Many of us take for granted that we see the world through eyes that recognize color.  Artist, performer and musician Neil Harbisson lives in a world of distinctive shades of grey.  Where we have learned to identify with our environment through the messages encoded in color, Harbisson relates to form and texture.  Born with a rare congenital form of color blindness called Achromatopsia, Harbisson has never seen color in the traditional way but trusts in its power and energy with a keen conviction.  In 2004, Harbisson collaborated with British based HMC Interactive and began wearing the Eyeborg, intelligent software paired with equipment that allows the user to hear color.  The Eyeborg began as a cumbersome piece of equipment complete with a web camera- like sensor to be worn on the head, connected to headphones and powered by a laptop computer carried everywhere in a backpack.  Even in its early iterations, Harbisson adopted the Eyeborg as part of his own flesh, wearing it all day and night, and bore the weight of the laptop on his back so that he could experience the world through the Eyeborg.  Harbisson stated the importance in adopting the technology as part of his own body, “If you want it to become a new sense, it needs to be integrated, otherwise it’s just a tool and I don’t want to use the electronic eye as a tool, but as a part of my body.” The world of grey tones may be more colorful after all.

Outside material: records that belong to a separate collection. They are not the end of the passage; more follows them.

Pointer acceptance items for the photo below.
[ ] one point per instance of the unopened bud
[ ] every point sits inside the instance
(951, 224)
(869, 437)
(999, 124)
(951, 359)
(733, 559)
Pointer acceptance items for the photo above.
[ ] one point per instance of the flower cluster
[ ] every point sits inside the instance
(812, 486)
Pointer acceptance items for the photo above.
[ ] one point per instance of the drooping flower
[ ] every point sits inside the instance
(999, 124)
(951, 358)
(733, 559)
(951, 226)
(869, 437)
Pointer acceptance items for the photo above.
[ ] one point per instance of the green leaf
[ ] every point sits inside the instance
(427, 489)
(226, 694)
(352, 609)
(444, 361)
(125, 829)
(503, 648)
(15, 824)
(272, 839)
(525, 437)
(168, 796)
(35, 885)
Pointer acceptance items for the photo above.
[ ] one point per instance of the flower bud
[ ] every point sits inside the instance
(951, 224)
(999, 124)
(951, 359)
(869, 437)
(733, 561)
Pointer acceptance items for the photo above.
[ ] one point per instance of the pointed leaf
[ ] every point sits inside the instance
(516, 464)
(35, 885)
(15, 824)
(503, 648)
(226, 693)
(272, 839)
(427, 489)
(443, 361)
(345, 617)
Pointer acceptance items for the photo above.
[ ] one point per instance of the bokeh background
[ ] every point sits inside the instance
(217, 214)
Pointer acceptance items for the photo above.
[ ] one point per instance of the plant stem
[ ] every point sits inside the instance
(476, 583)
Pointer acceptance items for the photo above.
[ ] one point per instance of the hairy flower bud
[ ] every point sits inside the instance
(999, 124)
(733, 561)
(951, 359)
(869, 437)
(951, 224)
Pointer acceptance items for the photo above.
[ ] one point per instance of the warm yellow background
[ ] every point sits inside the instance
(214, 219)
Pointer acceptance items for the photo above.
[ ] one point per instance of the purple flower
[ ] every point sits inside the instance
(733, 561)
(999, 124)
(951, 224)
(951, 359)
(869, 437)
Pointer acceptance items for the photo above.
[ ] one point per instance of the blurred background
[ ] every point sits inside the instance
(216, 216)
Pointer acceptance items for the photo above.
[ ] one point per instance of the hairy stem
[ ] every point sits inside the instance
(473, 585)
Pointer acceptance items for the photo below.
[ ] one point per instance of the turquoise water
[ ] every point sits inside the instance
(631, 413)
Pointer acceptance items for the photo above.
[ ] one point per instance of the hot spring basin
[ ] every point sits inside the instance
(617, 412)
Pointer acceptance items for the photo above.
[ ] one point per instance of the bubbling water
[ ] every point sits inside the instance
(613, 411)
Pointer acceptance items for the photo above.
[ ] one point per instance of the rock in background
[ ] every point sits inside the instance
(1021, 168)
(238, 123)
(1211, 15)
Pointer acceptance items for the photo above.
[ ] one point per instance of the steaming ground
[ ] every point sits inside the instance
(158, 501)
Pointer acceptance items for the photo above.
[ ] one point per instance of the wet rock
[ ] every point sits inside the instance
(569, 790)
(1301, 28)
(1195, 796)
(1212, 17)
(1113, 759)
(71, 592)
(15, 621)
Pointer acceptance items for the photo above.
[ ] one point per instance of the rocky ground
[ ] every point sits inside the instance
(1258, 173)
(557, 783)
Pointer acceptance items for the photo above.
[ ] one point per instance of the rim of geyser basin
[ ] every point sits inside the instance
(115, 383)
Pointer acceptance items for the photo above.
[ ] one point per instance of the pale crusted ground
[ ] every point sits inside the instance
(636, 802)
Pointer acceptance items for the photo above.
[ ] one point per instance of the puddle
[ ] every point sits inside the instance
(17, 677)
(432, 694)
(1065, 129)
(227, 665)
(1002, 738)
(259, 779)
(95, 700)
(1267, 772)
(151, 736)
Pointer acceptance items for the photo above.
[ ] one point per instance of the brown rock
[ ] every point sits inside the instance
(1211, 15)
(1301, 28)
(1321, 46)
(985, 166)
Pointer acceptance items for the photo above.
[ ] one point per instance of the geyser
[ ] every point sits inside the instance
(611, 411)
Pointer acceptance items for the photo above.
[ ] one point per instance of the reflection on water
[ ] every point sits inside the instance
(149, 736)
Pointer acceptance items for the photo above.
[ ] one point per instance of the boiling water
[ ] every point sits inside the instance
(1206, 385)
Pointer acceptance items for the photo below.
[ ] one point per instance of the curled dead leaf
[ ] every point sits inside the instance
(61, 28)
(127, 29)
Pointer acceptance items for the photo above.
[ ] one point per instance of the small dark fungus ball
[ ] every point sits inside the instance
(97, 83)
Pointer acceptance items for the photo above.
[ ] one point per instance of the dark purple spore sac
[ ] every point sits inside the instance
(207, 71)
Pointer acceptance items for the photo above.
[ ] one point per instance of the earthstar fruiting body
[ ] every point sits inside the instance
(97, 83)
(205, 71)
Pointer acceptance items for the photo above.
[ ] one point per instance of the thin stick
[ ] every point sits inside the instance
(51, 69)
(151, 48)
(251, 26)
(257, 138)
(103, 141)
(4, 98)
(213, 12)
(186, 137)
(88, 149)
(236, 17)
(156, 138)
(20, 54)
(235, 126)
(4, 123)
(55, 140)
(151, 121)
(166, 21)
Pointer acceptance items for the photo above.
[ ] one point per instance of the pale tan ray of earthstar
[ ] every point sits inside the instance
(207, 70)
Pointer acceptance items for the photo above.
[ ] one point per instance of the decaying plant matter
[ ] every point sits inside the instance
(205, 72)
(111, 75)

Harbisson Photographed by Dan Wilton / Red Bulletin.
Harbisson Photo by Dan Wilton / Red Bulletin

 

As the first Cyborg, Neil Harbisson can hear color through 360 microtones, which combines the color spectrum and the musical scale, as if the two were running parallel to each other.  Where a musical octave has 12 notes, there are 36 tones between each note processed through the Eyeborg technology.  As light frequencies generate millions of waves of sound per second, the Eyeborg slows down light until it is audible.   Harbisson has memorized each subtlety in tonality and from those notes he can color in the world around him.  For example, when Harbisson hears the color red it is indicated by a low note, as it is the darkest color on the spectrum and the opposite is true for violet.  To someone with normal vision, colors combine commands and emotions, but with the Eyeborg colors are energy.  Harbisson explains that “red is not the color I had expected.  Red is the one with less energy, the most innocent and relaxed color.  Physically, violet is the most dangerous color and it’s the highest pitched, so it has the fastest moving energy.  But culturally I see that this doesn’t correspond.  Stoplights should be violet.” The shades of color, therefore, depend on the pitch that the Eyeborg receives. What Harbisson didn’t expect to discover in hearing color was that all skin color, whether light or dark, generates the sound of orange or the note of F#.  While we are separated by the color of our hair and eyes, the color of human skin remains consistent, which inspired the “Sonochromatic Portraits.”

In the eight years since Harbisson has worn the Eyeborg the technology has advanced from MP3 players to chips containing the specialized software that now powers the device.  He is no longer wearing headphones that block his connection the outside world. Harbisson uses his bone to hear colors and has been in conversation with doctors in Barcelona about installing a microphone against his bone so that ambient noises transmit through his ears and visual sounds vibrate against the bone.  While it’s experimental, the surgery is evidence of the artist’s commitment to integrate the sense as part of his body and not merely as an appendage.

If offered the ability to see color, Harbisson hesitated and expressed that he only wish to see it from “one eye because I wouldn’t like to lose my normal vision.” He admitted, “I’m not sure I could adapt to the visual chaos of color because color is, in fact, an interference between the object and the mind.  I think that, maybe, I would get distracted if I were surrounded by colors.”

While he waits to undergo surgery, Harbisson continues to explore faces and cities around the world through a series of distinctive tones that he trusts as color.